Dopo la notifica della conclusione delle indagini, i 9 imputati hanno presentato memorie o chiesto di rendere interrogatorio, ma il lockdown di sei mesi causato dall’emergenza coronavirus ha di molto rallentato i tempi per giungere alla richiesta di rinvio a giudizio. E il resto l’ha fatto la molteplicità delle posizioni da vagliare.

Al momento di truffa devono rispondere i fratelli Giuseppe e Mauro Antonini, che erano stati arrestati nel gennaio 2019 dalla GdF di Seveso per bancarotta fraudolenta e appropriazione indebita, reati per cui sono stati condannati in primo grado al Tribunale di Monza a 4 anni di reclusione e al risarcimento dei danni al fallimento della società dell’autosalone, con una provvisionale di 150 mila euro.
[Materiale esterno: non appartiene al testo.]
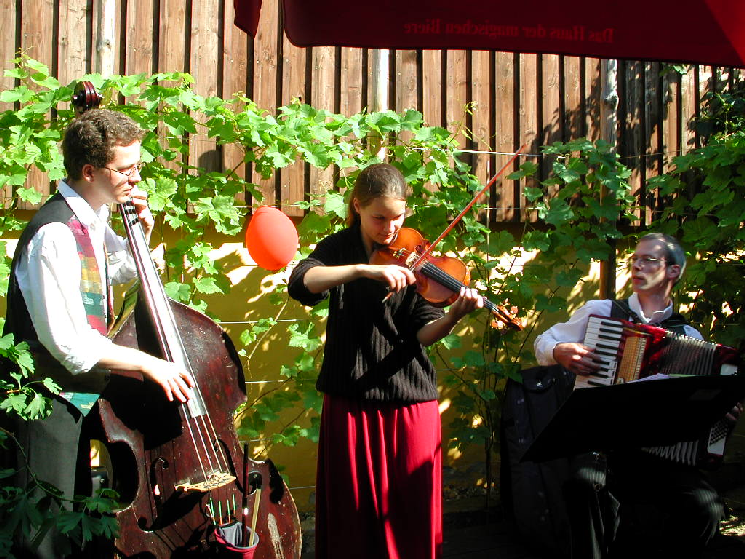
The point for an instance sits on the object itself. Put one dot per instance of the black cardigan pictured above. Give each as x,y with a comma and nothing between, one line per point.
371,350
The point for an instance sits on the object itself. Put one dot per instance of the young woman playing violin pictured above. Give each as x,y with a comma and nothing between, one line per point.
379,454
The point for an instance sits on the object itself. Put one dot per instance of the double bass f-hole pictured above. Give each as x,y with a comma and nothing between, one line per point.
215,470
175,463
Dell’accusa di bancarotta deve ora rispondere l’amministratore di diritto della società, mentre per l’accusa di truffa sono accusati, in concorso con i fratelli Antonini, anche 5 venditori che quindi, secondo la pubblica accusa, erano consapevoli che dietro la vendita delle vetture ci sarebbe stato un raggiro. Infine la conclusione delle indagini riguarda anche un’ipotesi di riciclaggio di denaro in capo alla moglie di uno dei duei Antonini.